Disaster recovery guide for Bamboo Data Center
Overview
Before you begin, read these initial subsections to get familiar with the various components and terminology used in this guide and review the requirements that must be met to follow this guide.
Terminology
Warm standby – This guide describes what is generally referred to as a warm standby strategy. That means that any secondary Bamboo instances are continuously running and kept in sync with the primary node for seamless failover.
Recovery Point Objective (RPO) – How up-to-date you require your Bamboo instance to be after a failure.
Recovery Time Objective (RTO) – How quickly you require your standby system to be available after a failure.
Recovery Cost Objective (RCO) – How much you are willing to spend on your disaster recovery solution.
What is the difference between high availability and disaster recovery?
The terms "high availability", "disaster recovery" and "failover" are often confused. To eliminate confusion we define these terms as:
High availability – A strategy to provide a specific level of availability. In the case of Bamboo, this refers to access to the application and an acceptable response time. Automated correction and failover within the same location are usually part of high-availability planning.

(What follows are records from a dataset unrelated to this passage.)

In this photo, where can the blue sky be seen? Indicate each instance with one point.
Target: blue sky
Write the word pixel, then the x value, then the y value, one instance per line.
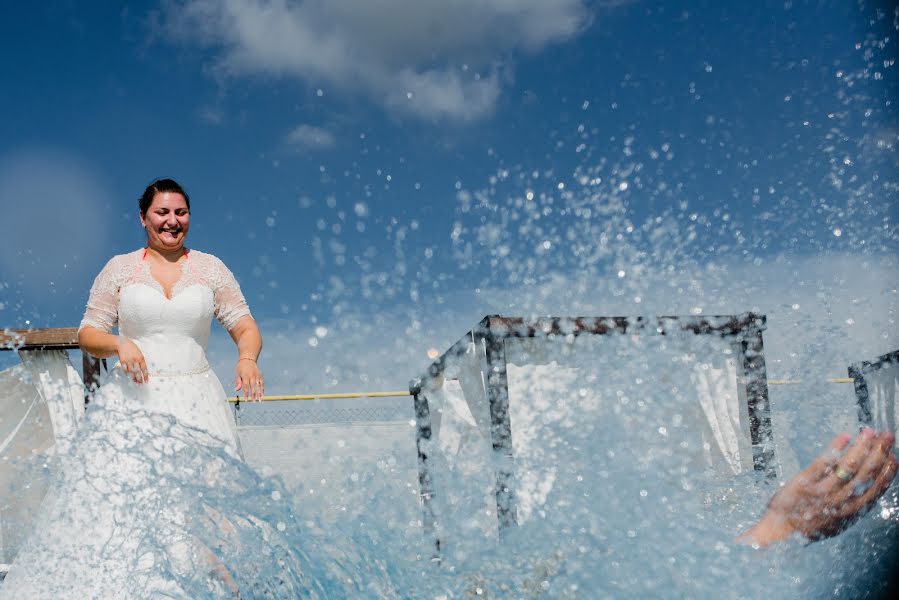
pixel 406 166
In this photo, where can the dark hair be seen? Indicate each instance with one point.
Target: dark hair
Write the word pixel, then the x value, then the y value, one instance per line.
pixel 160 186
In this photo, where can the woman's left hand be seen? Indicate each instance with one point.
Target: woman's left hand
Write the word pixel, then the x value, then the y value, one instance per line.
pixel 248 378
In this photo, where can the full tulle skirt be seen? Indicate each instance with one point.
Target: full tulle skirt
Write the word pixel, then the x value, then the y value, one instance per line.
pixel 145 504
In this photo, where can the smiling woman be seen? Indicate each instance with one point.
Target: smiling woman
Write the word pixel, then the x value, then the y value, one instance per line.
pixel 162 298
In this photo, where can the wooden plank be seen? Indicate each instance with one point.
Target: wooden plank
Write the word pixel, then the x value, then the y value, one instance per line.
pixel 63 338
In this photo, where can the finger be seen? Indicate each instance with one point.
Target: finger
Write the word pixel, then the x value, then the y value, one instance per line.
pixel 873 464
pixel 881 483
pixel 848 466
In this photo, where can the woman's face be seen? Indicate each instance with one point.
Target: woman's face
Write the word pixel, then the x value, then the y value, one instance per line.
pixel 167 221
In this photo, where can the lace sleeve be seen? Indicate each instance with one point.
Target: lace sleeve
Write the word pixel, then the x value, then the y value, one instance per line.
pixel 103 303
pixel 230 305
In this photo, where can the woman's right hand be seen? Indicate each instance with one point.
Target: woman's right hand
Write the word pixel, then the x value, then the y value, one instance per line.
pixel 131 360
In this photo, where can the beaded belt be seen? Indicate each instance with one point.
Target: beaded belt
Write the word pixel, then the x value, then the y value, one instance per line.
pixel 199 371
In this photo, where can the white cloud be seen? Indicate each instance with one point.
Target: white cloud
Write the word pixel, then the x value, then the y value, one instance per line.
pixel 434 59
pixel 211 115
pixel 308 136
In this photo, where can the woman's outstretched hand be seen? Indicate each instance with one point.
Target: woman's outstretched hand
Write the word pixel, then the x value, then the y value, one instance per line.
pixel 831 493
pixel 248 378
pixel 132 361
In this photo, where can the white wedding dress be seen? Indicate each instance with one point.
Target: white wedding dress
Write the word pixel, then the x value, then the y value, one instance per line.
pixel 147 501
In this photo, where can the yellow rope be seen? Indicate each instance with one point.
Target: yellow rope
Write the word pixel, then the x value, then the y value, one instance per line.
pixel 326 396
pixel 798 381
pixel 403 394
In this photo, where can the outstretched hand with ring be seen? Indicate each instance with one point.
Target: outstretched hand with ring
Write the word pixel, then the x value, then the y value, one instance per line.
pixel 248 378
pixel 831 493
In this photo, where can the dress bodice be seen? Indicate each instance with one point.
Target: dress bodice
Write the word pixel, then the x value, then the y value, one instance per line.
pixel 172 333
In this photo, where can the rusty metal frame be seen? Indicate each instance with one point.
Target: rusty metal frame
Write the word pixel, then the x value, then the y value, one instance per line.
pixel 745 331
pixel 857 372
pixel 60 338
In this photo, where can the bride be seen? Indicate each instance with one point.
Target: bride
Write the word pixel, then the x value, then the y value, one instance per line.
pixel 151 498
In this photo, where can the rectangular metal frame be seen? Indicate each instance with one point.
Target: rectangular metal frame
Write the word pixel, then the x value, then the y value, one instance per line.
pixel 745 330
pixel 60 338
pixel 857 372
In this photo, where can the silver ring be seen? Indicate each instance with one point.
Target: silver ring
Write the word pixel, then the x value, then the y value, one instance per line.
pixel 843 475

Disaster recovery – A strategy to resume operations in an alternate data center (usually in another geographic location) in the event of a disaster whereby the main data center becomes unavailable. Failover (to another location) is a fundamental part of disaster recovery.
Failover – A failover happens when one machine takes over from another machine if the first one fails. This could be within the same data center or across different geographical locations. Failover is usually part of both high availability and disaster recovery planning.
Components
A typical deployment of Bamboo configured for disaster recovery is depicted in the following diagram. Both the standby Bamboo instances as well as the shared file server and database instances are warm (that is, constantly running) so that replication and failover can occur.

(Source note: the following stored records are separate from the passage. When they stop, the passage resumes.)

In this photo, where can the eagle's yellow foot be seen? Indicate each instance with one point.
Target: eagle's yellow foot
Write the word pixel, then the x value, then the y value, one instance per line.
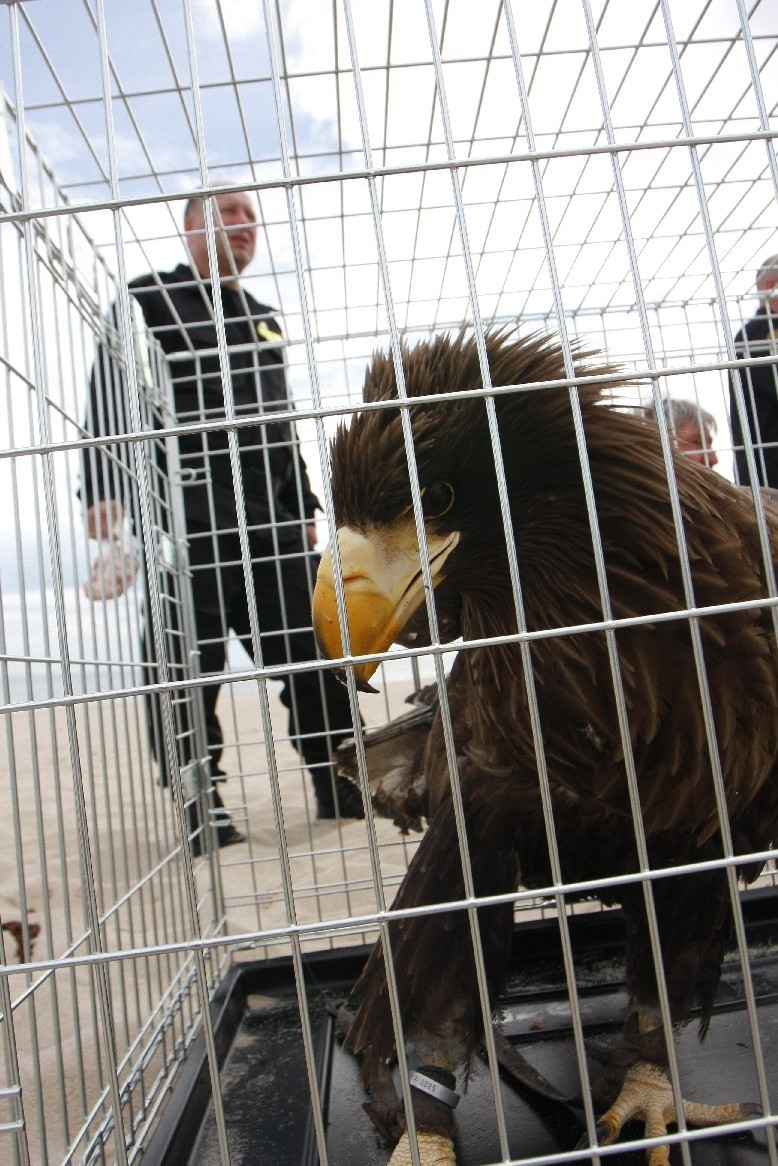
pixel 434 1150
pixel 646 1096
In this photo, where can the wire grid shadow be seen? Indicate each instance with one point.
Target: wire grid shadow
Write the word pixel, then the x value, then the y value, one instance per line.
pixel 601 174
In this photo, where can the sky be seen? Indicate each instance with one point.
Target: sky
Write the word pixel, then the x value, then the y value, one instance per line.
pixel 341 253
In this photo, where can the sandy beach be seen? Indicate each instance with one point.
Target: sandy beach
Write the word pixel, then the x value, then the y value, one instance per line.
pixel 92 764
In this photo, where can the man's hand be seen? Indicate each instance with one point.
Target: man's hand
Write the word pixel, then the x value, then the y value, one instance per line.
pixel 104 519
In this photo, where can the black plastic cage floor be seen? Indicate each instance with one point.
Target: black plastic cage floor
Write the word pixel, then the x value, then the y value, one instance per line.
pixel 265 1082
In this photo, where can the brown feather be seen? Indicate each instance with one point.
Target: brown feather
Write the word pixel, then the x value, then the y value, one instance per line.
pixel 497 770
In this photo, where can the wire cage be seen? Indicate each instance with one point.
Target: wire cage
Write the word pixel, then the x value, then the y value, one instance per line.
pixel 600 171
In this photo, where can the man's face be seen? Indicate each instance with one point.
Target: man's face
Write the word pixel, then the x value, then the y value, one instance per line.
pixel 236 234
pixel 695 444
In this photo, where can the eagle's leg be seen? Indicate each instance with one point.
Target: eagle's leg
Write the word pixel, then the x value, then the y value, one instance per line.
pixel 646 1096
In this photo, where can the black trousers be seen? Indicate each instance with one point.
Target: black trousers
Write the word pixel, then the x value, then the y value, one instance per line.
pixel 320 715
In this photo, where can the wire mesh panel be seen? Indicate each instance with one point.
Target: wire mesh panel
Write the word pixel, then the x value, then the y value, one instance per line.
pixel 92 862
pixel 601 174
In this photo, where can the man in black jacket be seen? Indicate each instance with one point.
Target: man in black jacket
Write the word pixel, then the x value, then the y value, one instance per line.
pixel 177 307
pixel 759 383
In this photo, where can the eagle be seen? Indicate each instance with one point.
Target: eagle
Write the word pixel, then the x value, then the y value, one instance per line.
pixel 610 711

Replication of data sources
Replication of your primary Bamboo system to a standby system requires:
your shared home directory to be on a file system that supports atomic snapshot-level replication to a remote standby
your database to be capable of replication to a remote standby
File system
The shared home directory contains your build results data, log files, user-installed apps, and so on. For more details, go to Bamboo home migration.
You need to replicate your shared home directory onto your standby file server. This process needs to be quick, reliable, and incremental to ensure the standby is as up-to-date as possible.
You need to choose a file system replication technology that will maintain the data integrity of the artifacts and build logs on disk.
For example, a replication technology such as Rsync would not meet this requirement, as artifacts might change during the transfer, causing corruption.
The best way to achieve the desired level of consistency is to use a file system that supports atomic block-level snapshots. All files in the snapshot are effectively frozen at the same point in time regardless of how long the replication to the standby takes.
Database
The database contains data about build and deployment configurations, agent settings, users, groups, permissions, and so on. You need to replicate your database and continuously keep it up to date to satisfy your RPO.
See Supported platforms for more details about choosing a supported database technology. Suppliers of supported database solutions provide their own database replication solutions.
These data sources comprise the entire state of your Bamboo instance. App vendors should make sure that files added by their apps are stored in the shared Bamboo home instead of the local home.
Setting up a backup system
Step 1. Install Bamboo Data Center on the backup instance
Install Bamboo Data Center on the backup instance the same way you would set up a primary instance.
The backup instance will effectively be an exact replica of the primary instance and therefore requires all the components deployed in the primary to be deployed to the backup. This includes a Data Center instance, database, and a file server to store the shared home folder.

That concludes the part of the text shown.